My friends helped me realize I was attracted to the app for all the wrong reasons. Why was I so eager to trade in my balanced runner life for the promise of a “bikini body” from some stupid app on my phone? I am a runner and I take pride in the hard work I’ve done to make running such a big part of my identity. Running helps me maintain balance and as I have mentioned before, this relationship with distance has healed me and protected me from the ugliest part of myself, but, as I learned, it has not cured me.
When I run to run, to perform, with a purpose other than changing the appearance of my body, then running can be my meditation, my therapy, and one of my best friends and greatest loves. Running to perform helps me maintain healthy boundaries like how it makes me organize my weekends (ahem, alcohol consumption) around my long runs and encourages me to mindfully nourish my body. I strengthen my body based upon my running needs and I allow myself to rest when I need to heal. I have worked so hard to get to this point in loving my body and myself and I felt so embarrassed by my brief obsession with this dumb app on my phone.
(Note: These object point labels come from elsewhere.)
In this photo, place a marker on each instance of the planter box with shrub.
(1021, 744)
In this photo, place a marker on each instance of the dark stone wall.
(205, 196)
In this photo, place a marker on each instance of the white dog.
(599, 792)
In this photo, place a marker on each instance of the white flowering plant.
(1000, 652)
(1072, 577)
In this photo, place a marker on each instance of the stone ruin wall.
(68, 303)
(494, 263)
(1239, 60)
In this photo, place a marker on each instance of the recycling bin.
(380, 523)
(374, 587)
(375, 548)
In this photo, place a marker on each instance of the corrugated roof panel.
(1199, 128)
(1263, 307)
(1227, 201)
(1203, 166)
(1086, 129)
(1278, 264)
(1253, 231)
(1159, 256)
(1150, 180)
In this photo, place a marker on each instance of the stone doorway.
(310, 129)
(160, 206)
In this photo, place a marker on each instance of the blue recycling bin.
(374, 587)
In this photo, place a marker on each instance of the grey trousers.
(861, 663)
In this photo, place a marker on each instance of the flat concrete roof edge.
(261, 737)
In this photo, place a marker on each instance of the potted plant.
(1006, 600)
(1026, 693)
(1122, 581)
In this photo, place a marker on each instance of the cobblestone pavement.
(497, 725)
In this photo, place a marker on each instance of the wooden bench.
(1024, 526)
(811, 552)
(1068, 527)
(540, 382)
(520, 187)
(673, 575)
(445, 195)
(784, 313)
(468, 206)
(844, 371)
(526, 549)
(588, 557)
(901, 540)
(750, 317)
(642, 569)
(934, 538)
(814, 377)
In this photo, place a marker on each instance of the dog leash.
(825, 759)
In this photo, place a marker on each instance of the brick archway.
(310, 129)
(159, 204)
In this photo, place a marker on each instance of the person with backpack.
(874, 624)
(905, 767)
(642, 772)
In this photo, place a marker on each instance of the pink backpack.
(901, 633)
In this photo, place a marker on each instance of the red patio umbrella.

If you are having a bad body image day, week, or even month, I hope you have friends like mine who can help remind you that you are good enough. If you find yourself fixated on some app or “fitness” program because you want to change the way your body looks, like I was, please know that an app, a fitness program, or even the abs you wish you had do not deliver happiness, fulfillment, or joy. You will not find a companion in an app, a support system in a circuit, a sisterhood in a sculpted oblique. Running is more than a practice or a hobby or a training log. Running has the potential to take you to the most beautiful places and the most victorious moments. Running can bring you the most compassionate friends, that support system you need, and that sisterhood that makes life great.
Step away from the mirror, put down the phone, and slip on your running shoes. Just stand in them for a minute to reflect on what running gives you.
Who do you turn to when the body image blues flare up? How do you conquer The Voice?